It will work but the lighter faster bullets don’t generally hold up and offer the penetration. Both times it happened to me they were what I thought were good hits at 300-350. The pigs acted like they were hit and then there was no blood at all. Probably not typical results and fmj’s probably would do better. Just an experience I had with my 22-250.


----------



## Chuck R. (Apr 24, 2008)

Not an expert by any means and never shot an American "hog". 

I have shot a few boar in Germany and Austria. For stand hunting generally at night I used a .270 and for the driven stuff I used a little REM M7 carbine in .350REM mag. I loaded 130 Nosler ballistic tips in the .270 and Nosler 225 partitions in the .350. Never had an issue with either. The .350 worked great on the running shots as shot placement wasn't critical.


----------



## Fishindude (May 19, 2015)

.222 Worked great. Head shots and dead pigs dropped in their tracks.
Just wrapped up butchering this morning.


----------



## Texaspredatorhu (Sep 15, 2015)

Fishindude said:


> .222 Worked great. Head shots and dead pigs dropped in their tracks.
> Just wrapped up butchering this morning.


Perfect! Now some good eating!


----------



## Fishindude (May 19, 2015)

Texaspredatorhu said:


> Perfect! Now some good eating!


Yep !
Wild pigs are one of the more underappreciated wild game animals in my opinion.
The hunt is usually pretty laid back and leisurely, odds of success are very high, and the result is some excellent table fare.
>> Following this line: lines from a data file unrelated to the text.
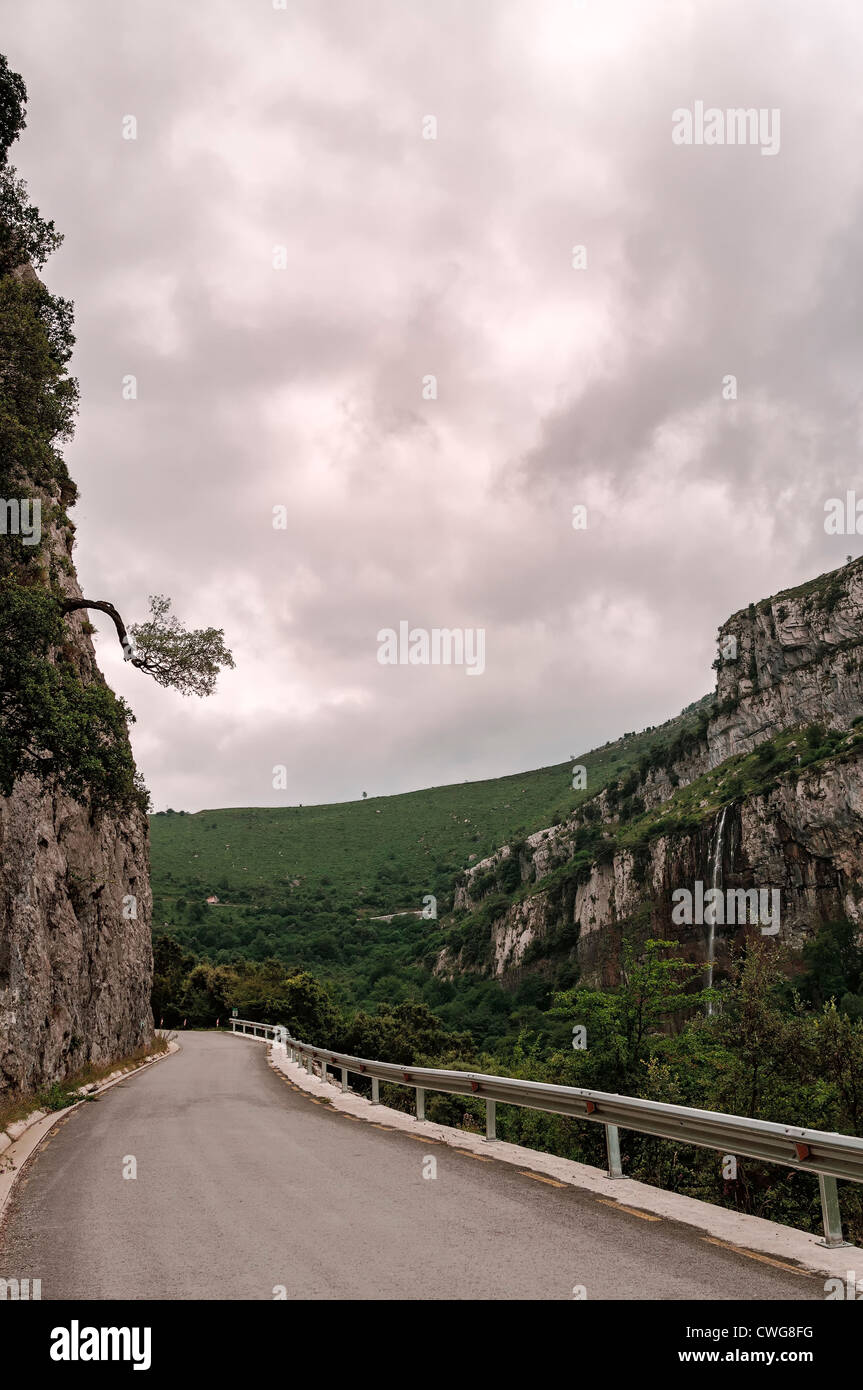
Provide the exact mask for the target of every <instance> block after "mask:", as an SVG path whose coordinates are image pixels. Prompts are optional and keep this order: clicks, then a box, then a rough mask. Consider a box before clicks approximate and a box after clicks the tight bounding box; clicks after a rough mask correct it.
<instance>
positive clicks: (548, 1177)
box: [485, 1158, 570, 1187]
mask: <svg viewBox="0 0 863 1390" xmlns="http://www.w3.org/2000/svg"><path fill="white" fill-rule="evenodd" d="M485 1162H486V1163H491V1158H486V1159H485ZM518 1172H520V1173H521V1176H523V1177H534V1179H535V1180H536V1181H538V1183H548V1184H549V1187H568V1186H570V1184H568V1183H559V1181H556V1180H554V1179H553V1177H546V1176H545V1175H543V1173H531V1170H529V1169H527V1168H520V1169H518Z"/></svg>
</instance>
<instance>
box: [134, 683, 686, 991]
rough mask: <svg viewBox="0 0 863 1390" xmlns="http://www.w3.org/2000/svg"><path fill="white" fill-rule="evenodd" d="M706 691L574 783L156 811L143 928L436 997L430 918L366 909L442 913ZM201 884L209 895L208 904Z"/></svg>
mask: <svg viewBox="0 0 863 1390" xmlns="http://www.w3.org/2000/svg"><path fill="white" fill-rule="evenodd" d="M710 698H712V696H705V699H703V701H699V702H698V703H696V705H692V706H689V708H688V709H687V710H684V713H682V714H680V716H677V719H673V720H670V721H668V723H667V724H663V726H660V727H657V728H648V730H643V731H642V733H641V734H628V735H625V737H624V738H620V739H617V741H616V742H613V744H606V745H605V746H603V748H599V749H595V751H592V752H589V753H584V755H581V756H578V758H577V759H575V762H578V763H584V766H585V767H586V790H584V791H573V788H571V773H573V763H571V762H566V763H559V765H556V766H553V767H542V769H539V770H536V771H528V773H520V774H516V776H509V777H496V778H492V780H488V781H477V783H461V784H454V785H449V787H432V788H428V790H425V791H414V792H406V794H403V795H399V796H374V798H368V799H367V801H353V802H342V803H335V805H324V806H285V808H239V809H231V810H202V812H197V813H196V815H186V813H183V812H171V810H170V812H160V813H157V815H154V816H151V819H150V827H151V865H153V894H154V909H153V926H154V931H156V933H160V931H168V933H170V934H171V935H174V937H176V938H178V940H179V941H181V942H182V944H183V945H186V947H189V948H192V949H193V951H195V952H196V954H199V955H202V956H204V958H207V959H210V960H214V962H217V963H220V962H228V960H231V959H235V958H236V956H238V955H242V956H245V958H247V959H252V960H264V959H267V958H271V956H275V958H277V959H279V960H281V962H283V963H285V965H289V966H304V967H307V969H311V970H314V972H315V974H318V976H321V977H324V979H329V980H331V981H332V983H334V984H335V986H336V987H338V991H339V994H340V997H342V998H343V999H345V1002H350V1004H360V1005H372V1004H377V1002H378V1001H381V999H386V1001H388V1002H392V1001H393V999H402V998H416V997H418V995H420V997H424V998H427V999H428V1001H429V1002H432V1001H434V1002H435V1004H436V1005H442V1004H446V999H442V998H441V990H442V988H445V987H442V986H439V983H438V981H432V980H431V979H429V972H428V962H427V963H425V965H424V963H422V960H424V958H428V956H429V954H431V952H432V951H434V948H435V942H436V941H438V940H439V937H441V923H439V920H425V919H420V917H417V916H402V917H397V919H396V920H393V922H377V920H374V917H375V916H381V915H386V913H393V912H413V913H417V912H418V910H420V909H421V906H422V898H424V895H425V894H434V895H435V897H436V898H438V915H439V917H442V915H443V913H445V912H446V910H447V908H449V906H450V905H452V891H453V880H454V877H456V874H457V873H460V872H461V870H463V869H464V867H466V866H468V865H470V863H474V862H477V860H479V859H484V858H485V856H486V855H489V853H492V851H495V849H496V848H498V847H499V845H502V844H506V842H507V841H513V840H518V838H521V837H524V835H528V834H531V833H532V831H535V830H542V828H546V827H548V826H550V824H553V823H554V821H557V820H560V819H563V817H564V816H566V815H568V812H570V810H571V809H573V808H574V806H577V805H578V803H580V802H581V801H584V799H586V798H588V796H592V795H595V794H596V792H598V791H599V790H600V788H602V787H603V785H606V784H607V783H609V781H611V780H616V778H618V777H621V776H623V774H624V773H627V771H628V770H630V769H631V767H635V766H636V765H638V760H639V759H641V758H642V756H645V755H646V752H648V749H649V748H652V746H655V745H656V744H657V742H660V744H671V742H674V739H675V738H678V737H680V735H681V734H682V733H685V731H688V730H691V728H693V727H695V726H696V724H698V723H699V717H700V719H703V710H705V709H706V706H707V703H709V701H710ZM210 894H215V895H217V897H218V898H220V902H218V903H217V905H207V902H206V898H207V897H208V895H210ZM446 988H450V987H446ZM471 988H472V986H471ZM491 988H493V990H495V991H498V987H496V986H493V987H491ZM498 992H499V991H498Z"/></svg>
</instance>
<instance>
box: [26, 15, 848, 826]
mask: <svg viewBox="0 0 863 1390" xmlns="http://www.w3.org/2000/svg"><path fill="white" fill-rule="evenodd" d="M0 14H1V18H3V25H1V33H3V44H1V46H3V50H4V51H6V53H7V56H8V60H10V64H11V65H13V67H14V68H17V70H18V71H21V74H22V75H24V78H25V82H26V86H28V93H29V113H28V129H26V131H25V133H24V136H22V138H21V140H19V142H18V145H17V146H15V147H14V150H13V160H14V163H15V164H17V167H18V170H19V172H21V174H22V175H24V177H25V178H26V181H28V183H29V188H31V195H32V197H33V199H35V202H36V203H38V206H39V207H40V210H42V213H43V214H44V215H47V217H53V218H54V221H56V222H57V227H58V228H60V231H63V234H64V235H65V242H64V246H63V247H61V250H60V252H57V254H56V256H54V257H53V259H51V260H50V261H49V264H47V267H46V268H44V271H43V277H44V279H46V281H47V284H49V285H50V288H51V289H53V291H56V292H58V293H63V295H67V296H69V297H71V299H74V300H75V306H76V335H78V345H76V352H75V360H74V370H75V373H76V375H78V378H79V382H81V393H82V403H81V413H79V423H78V432H76V436H75V442H74V443H72V445H71V446H69V448H68V452H67V459H68V463H69V468H71V471H72V475H74V477H75V480H76V482H78V485H79V489H81V500H79V503H78V506H76V509H75V513H74V517H75V521H76V525H78V546H76V564H78V573H79V578H81V582H82V587H83V591H85V594H86V595H88V596H89V598H106V599H111V600H113V602H114V603H115V605H117V606H118V607H120V610H121V613H122V614H124V617H125V619H126V621H135V620H140V619H143V617H145V616H146V610H147V596H149V595H150V594H154V592H160V594H167V595H170V596H171V598H172V599H174V607H175V612H176V614H178V616H179V617H181V619H182V620H183V621H185V623H188V624H189V626H210V624H214V626H218V627H224V630H225V639H227V642H228V645H229V646H231V648H232V651H233V655H235V659H236V670H235V671H228V673H227V674H224V676H222V677H221V678H220V682H218V688H217V692H215V695H214V696H211V698H210V699H208V701H197V699H195V698H186V699H183V698H182V696H181V695H178V694H174V692H171V691H164V689H161V688H158V687H156V685H154V684H153V682H151V681H150V680H147V677H146V676H142V674H140V673H138V671H135V670H132V669H131V667H129V666H124V663H122V656H121V652H120V648H118V646H117V642H115V635H114V632H113V628H111V627H110V624H108V623H107V620H100V619H99V616H96V617H97V627H99V630H100V631H99V637H97V638H96V642H97V651H99V659H100V663H101V667H103V670H104V671H106V676H107V678H108V680H110V682H111V684H113V687H114V688H115V689H117V691H118V692H120V694H122V695H124V696H125V698H126V699H128V702H129V703H131V705H132V708H133V710H135V713H136V717H138V723H136V724H135V726H133V730H132V739H133V746H135V752H136V758H138V762H139V766H140V767H142V770H143V774H145V778H146V781H147V784H149V787H150V790H151V794H153V802H154V806H156V809H164V808H165V806H168V805H171V806H174V808H175V809H188V810H196V809H200V808H204V806H207V808H210V806H235V805H283V803H296V802H303V803H306V805H309V803H311V802H321V801H340V799H352V798H354V796H359V795H361V792H363V791H367V792H368V795H378V794H385V792H396V791H407V790H411V788H416V787H424V785H432V784H435V785H436V784H442V783H450V781H463V780H468V778H470V780H472V778H478V777H491V776H498V774H504V773H511V771H520V770H524V769H528V767H536V766H542V765H548V763H553V762H561V760H564V759H567V758H568V756H570V753H578V752H582V751H585V749H588V748H591V746H593V745H596V744H602V742H605V741H606V739H609V738H616V737H618V734H621V733H623V731H625V730H632V728H642V727H645V726H646V724H655V723H660V721H661V720H663V719H667V717H670V716H671V714H674V713H677V712H678V710H680V709H681V708H682V706H684V705H687V703H689V702H691V701H693V699H696V698H698V696H700V695H703V694H705V692H706V691H707V689H709V688H712V685H713V673H712V670H710V663H712V660H713V656H714V653H716V628H717V626H718V624H720V623H721V621H723V620H724V619H725V617H727V616H728V614H730V613H731V612H734V610H735V609H738V607H741V606H742V605H745V603H748V602H749V600H757V599H759V598H763V596H766V595H769V594H771V592H775V591H777V589H780V588H787V587H789V585H794V584H798V582H800V581H803V580H806V578H810V577H812V575H814V574H817V573H820V571H823V570H827V569H832V567H834V566H835V564H839V563H842V562H844V560H845V556H846V555H848V553H853V555H857V553H859V552H860V542H859V539H857V538H856V537H828V535H825V532H824V502H825V500H827V499H828V498H831V496H835V495H844V493H845V491H846V489H848V488H850V489H853V488H857V489H859V492H860V496H863V473H862V470H860V468H859V457H860V389H862V384H863V352H862V346H860V322H862V320H863V313H862V310H863V304H862V293H860V257H862V246H863V158H862V154H860V152H862V149H863V120H862V118H863V83H860V68H862V58H863V7H860V4H859V0H849V3H842V0H834V3H830V0H827V3H825V0H817V3H814V0H809V3H806V4H802V3H794V0H774V3H771V4H766V3H760V0H738V3H721V4H720V3H706V0H698V3H685V0H660V3H650V4H646V3H645V0H632V3H625V0H443V3H442V0H422V3H421V0H372V3H361V4H360V3H357V0H288V4H286V7H285V8H274V4H272V0H206V3H200V0H197V3H192V0H146V3H145V4H142V3H139V0H74V3H71V0H4V3H1V4H0ZM696 101H703V103H705V107H716V108H720V110H723V111H724V110H725V108H730V107H753V108H756V110H762V108H763V110H764V111H766V113H773V111H774V110H778V113H780V125H778V128H777V129H778V133H780V142H778V150H775V152H774V153H767V154H763V153H762V147H760V146H759V145H757V143H756V145H735V146H731V145H728V143H725V145H675V143H674V142H673V138H671V135H673V113H674V111H675V110H678V108H692V110H693V108H695V103H696ZM129 115H132V117H135V121H136V128H138V129H136V139H124V118H125V117H129ZM428 117H434V118H435V121H436V138H435V139H428V138H424V133H425V135H428V133H429V132H432V131H434V126H432V124H431V122H429V121H428V120H427V118H428ZM125 128H126V131H128V129H129V122H126V126H125ZM574 246H584V247H585V256H586V267H585V268H575V267H574V265H573V260H574V259H575V260H578V259H580V257H578V256H575V257H574V254H573V247H574ZM274 247H283V249H285V252H283V263H285V265H283V268H275V267H274ZM275 259H277V260H278V256H277V257H275ZM582 259H584V257H582ZM128 375H133V377H135V378H136V382H138V399H136V400H124V377H128ZM429 375H434V377H435V378H436V392H438V395H436V399H424V388H422V382H424V378H427V377H429ZM728 375H735V377H737V384H738V385H737V391H738V399H737V400H731V399H724V398H723V379H724V378H725V377H728ZM427 395H428V391H427ZM575 505H584V506H586V509H588V513H586V523H588V524H586V530H578V531H577V530H574V528H573V507H574V506H575ZM278 506H283V507H286V527H285V528H283V530H275V528H274V524H272V520H274V507H278ZM402 620H407V621H409V623H410V626H411V627H424V628H428V630H431V628H434V627H449V628H453V627H461V628H482V630H485V670H484V673H482V674H481V676H475V677H470V676H467V671H466V669H464V667H459V666H450V667H443V666H382V664H381V663H379V662H378V639H377V634H378V631H379V630H382V628H386V627H392V628H397V626H399V621H402ZM277 765H283V766H285V767H286V781H288V787H286V790H274V787H272V769H274V766H277Z"/></svg>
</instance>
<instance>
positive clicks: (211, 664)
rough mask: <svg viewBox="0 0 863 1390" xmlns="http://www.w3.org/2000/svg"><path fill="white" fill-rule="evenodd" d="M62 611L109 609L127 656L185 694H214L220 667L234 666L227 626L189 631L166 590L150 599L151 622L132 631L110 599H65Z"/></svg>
mask: <svg viewBox="0 0 863 1390" xmlns="http://www.w3.org/2000/svg"><path fill="white" fill-rule="evenodd" d="M60 609H61V612H63V613H64V614H65V613H76V612H78V610H79V609H97V610H99V612H100V613H107V614H108V617H110V619H111V621H113V623H114V627H115V628H117V637H118V638H120V645H121V646H122V651H124V655H125V660H126V662H131V663H132V666H136V667H138V670H140V671H146V674H147V676H151V677H153V680H154V681H156V682H157V684H158V685H167V687H171V688H172V689H178V691H179V692H181V694H182V695H211V694H213V691H214V688H215V680H217V677H218V673H220V670H221V669H222V667H224V666H231V667H232V666H233V657H232V655H231V652H229V651H228V648H227V646H225V642H224V637H225V634H224V631H222V628H218V627H206V628H199V630H196V631H193V632H189V631H186V628H185V627H183V626H182V624H181V623H179V621H178V620H176V619H175V617H174V616H172V613H171V599H167V598H164V595H161V594H156V595H153V596H151V598H150V617H149V620H147V621H146V623H138V624H135V626H133V627H132V628H129V632H126V628H125V624H124V621H122V619H121V616H120V613H118V612H117V609H115V607H114V605H113V603H107V602H106V600H104V599H63V600H61V603H60Z"/></svg>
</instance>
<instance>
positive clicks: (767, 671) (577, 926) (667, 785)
mask: <svg viewBox="0 0 863 1390" xmlns="http://www.w3.org/2000/svg"><path fill="white" fill-rule="evenodd" d="M862 670H863V562H855V563H853V564H848V566H845V567H844V569H842V570H838V571H834V573H832V574H827V575H823V577H821V578H820V580H816V581H812V582H810V584H806V585H802V587H800V588H799V589H792V591H788V592H785V594H780V595H777V596H775V598H773V599H767V600H764V602H762V603H759V605H757V606H756V605H753V606H750V607H749V609H746V610H743V612H741V613H737V614H734V616H732V617H731V619H730V620H728V621H727V623H725V624H724V626H723V628H721V630H720V657H718V659H717V689H716V695H714V698H713V701H710V702H707V703H706V705H705V706H703V709H700V710H699V716H698V723H696V724H695V726H693V727H691V728H689V730H688V731H684V734H681V735H678V737H677V739H675V741H674V742H671V744H668V742H666V744H663V742H660V741H657V744H656V746H655V748H653V749H652V752H650V753H649V755H648V756H642V759H641V762H639V765H638V767H635V769H632V771H631V773H630V774H628V776H627V777H625V778H623V780H621V781H618V783H614V784H611V785H607V787H603V788H600V790H598V791H596V792H595V794H593V795H592V796H591V798H589V799H588V801H586V802H585V803H582V805H581V806H580V808H578V810H577V812H575V813H574V815H573V816H571V817H570V819H568V820H567V821H566V823H563V824H560V826H554V827H550V828H549V830H545V831H539V833H536V834H534V835H531V837H528V838H527V840H525V841H524V842H521V844H518V845H513V847H510V845H506V847H502V848H500V849H499V851H498V852H496V853H495V855H492V856H491V858H489V859H486V860H484V862H482V863H479V865H475V866H472V867H471V869H470V870H468V872H467V873H466V874H463V876H461V878H460V881H459V884H457V887H456V897H454V909H456V910H454V920H453V924H452V927H450V929H449V934H447V937H446V938H445V940H446V944H445V945H443V948H442V951H441V954H439V958H438V966H436V969H438V973H439V974H443V976H449V974H453V973H456V972H460V970H464V969H472V970H479V972H482V973H491V974H493V976H498V977H500V979H502V980H503V981H504V983H506V981H516V980H517V979H518V977H520V976H521V974H523V973H524V970H529V969H536V970H542V972H545V973H553V970H554V967H556V965H560V960H561V959H568V960H571V962H573V963H575V965H577V967H578V972H580V974H581V977H582V979H584V980H585V981H586V983H592V984H598V986H599V984H602V986H606V987H611V986H614V984H616V983H617V979H618V970H620V954H621V951H620V948H621V941H623V940H636V938H641V940H643V938H645V937H648V935H653V937H657V935H659V937H663V938H670V940H674V941H675V942H677V944H678V948H680V952H681V955H684V958H687V959H689V960H695V962H703V963H705V965H707V962H709V960H713V962H714V974H716V980H717V981H718V980H720V979H721V976H723V973H724V972H725V969H727V965H728V952H730V949H731V948H732V945H734V942H735V941H739V940H741V937H742V935H743V934H745V933H748V931H752V930H759V927H760V929H762V930H763V929H764V924H766V923H764V922H762V919H760V917H759V916H757V912H753V910H752V903H753V902H755V901H756V899H755V898H753V897H752V894H750V890H756V891H757V892H760V891H762V890H764V891H767V892H773V891H774V890H775V892H777V894H778V898H777V901H778V903H780V912H778V920H777V923H775V927H777V930H775V931H773V930H770V934H775V935H777V937H778V938H780V940H782V941H784V942H787V944H788V945H789V947H791V948H792V951H799V948H800V947H802V944H803V941H805V940H806V937H807V935H812V934H813V933H814V931H817V927H819V924H820V923H823V922H827V920H831V919H838V917H848V919H850V920H852V922H855V923H857V924H859V926H860V927H862V929H863V680H862V674H860V673H862ZM698 884H700V885H702V891H706V890H709V888H712V887H714V885H716V887H717V890H718V891H720V892H721V894H723V895H724V897H727V895H728V894H731V895H737V894H738V891H739V892H741V897H739V909H741V910H737V912H734V913H732V912H731V908H730V909H728V917H734V920H720V922H717V923H716V926H714V931H713V934H712V933H710V930H709V923H707V924H705V922H703V920H692V922H687V920H678V919H680V916H681V913H680V912H677V913H675V908H677V903H678V902H680V897H677V898H675V894H677V892H678V891H680V890H681V888H682V890H687V891H691V892H695V891H696V885H698ZM743 891H745V892H746V894H748V895H746V897H745V898H743ZM728 901H730V903H732V905H734V908H738V898H737V897H734V898H732V899H728Z"/></svg>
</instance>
I think they taste near identical to domestic hog, if any different, maybe just slightly tougher meat, but not much.


----------



## Texaspredatorhu (Sep 15, 2015)

Fishindude said:


> Yep !
> Wild pigs are one of the more underappreciated wild game animals in my opinion.
> The hunt is usually pretty laid back and leisurely, odds of success are very high, and the result is some excellent table fare. I think they taste near identical to domestic hog, if any different, maybe just slightly tougher meat, but not much.


Some of the ranchers around me will trap them, feed them out for a week or so and then slaughter them. Takes a little of the game taste out but I usually just shoot em and eat em.


----------



## Back2Basix (Dec 24, 2015)

Anyone see that video "Hog Hunting with Tannerite"??


----------



## Texaspredatorhu (Sep 15, 2015)

Back2Basix said:


> Anyone see that video "Hog Hunting with Tannerite"??


Nah, is it on YouTube?


----------



## Back2Basix (Dec 24, 2015)

Google it


----------



## Bearfootfarm (Jul 13, 2006)

Videos like that give hunters a bad reputation, and will eventually end up getting Tannerite banned altogether.


----------



## GREENCOUNTYPETE (Jul 25, 2006)

had someone blow up a car in a farm field this winter Near Milton Wis with tannerite or a home brew of it , that may get it banned , the farmer said he doesn't know who and he gave no one permission to be in his field ,I think it was an 90s jeep just shredded from the explosion. pictures in the article in the link

http://www.gazettextra.com/news/cri...cle_9384b87d-9b18-5649-a87a-748be9a71cfc.html


----------



## Fishindude (May 19, 2015)

Bearfootfarm said:


> Videos like that give hunters a bad reputation, and will eventually end up getting Tannerite banned altogether.


I agree.
Actually, I find it hard to believe that you can even buy Tannerite as easily as you can. Wasn't all that long ago we couldn't even buy firecrackers in most of the country.


----------



## GREENCOUNTYPETE (Jul 25, 2006)

it s much safer to buy tannerite , a freind of mine was making his own, they had to reconstruct his hand as best they could he has a sort of a 3 finger crab claw thing going on and put his intestines back in , 6 months on a feeding tube. just buy it if you want to use it.


----------



## Bearfootfarm (Jul 13, 2006)

Fishindude said:


> Wasn't all that long ago we couldn't even buy firecrackers in most of the country.


Most fireworks are still illegal here.


----------



## GREENCOUNTYPETE (Jul 25, 2006)

the only way most are selling so many fireworks here is that they rent a space a race track for a date right around the 4th of July and one later in the year they store takes out a fireworks permit for this space anyone who purchases their product is invited to these fireworks nights. 98% of the fireworks sold never make it to that night.

I have a co-worker who's brother owns a big fireworks store she takes the week before the 4th off every year to go help him with his store.


----------



## outgunu (Sep 14, 2006)

Maybe your hogs taste different than they do down here in Florida. Here you might as well leave the big hogs where they lay because they stink so bad. Yup, the meat on the big ones smells and tastes like crap. I even made sausage out of a stinky one and couldn't eat it. I'll only eat ones that are under 125 pounds.


----------



## swampratt (Feb 1, 2011)

Plenty of good food sources here like acorns and grasses along with hackberry and other trees that drop good eating things for the hogs.
I have killed a lot near the red river that borders Oklahoma and Texas and none of them have been stinky.
The males when the nuts drop start to get Pissy ..if nuts are up the meat is excellent.
Females do not suffer from that flavor.

Wife purchased a slab of pork ribs from wal-mart and they were pissy.
I like my wild killed ones best.


----------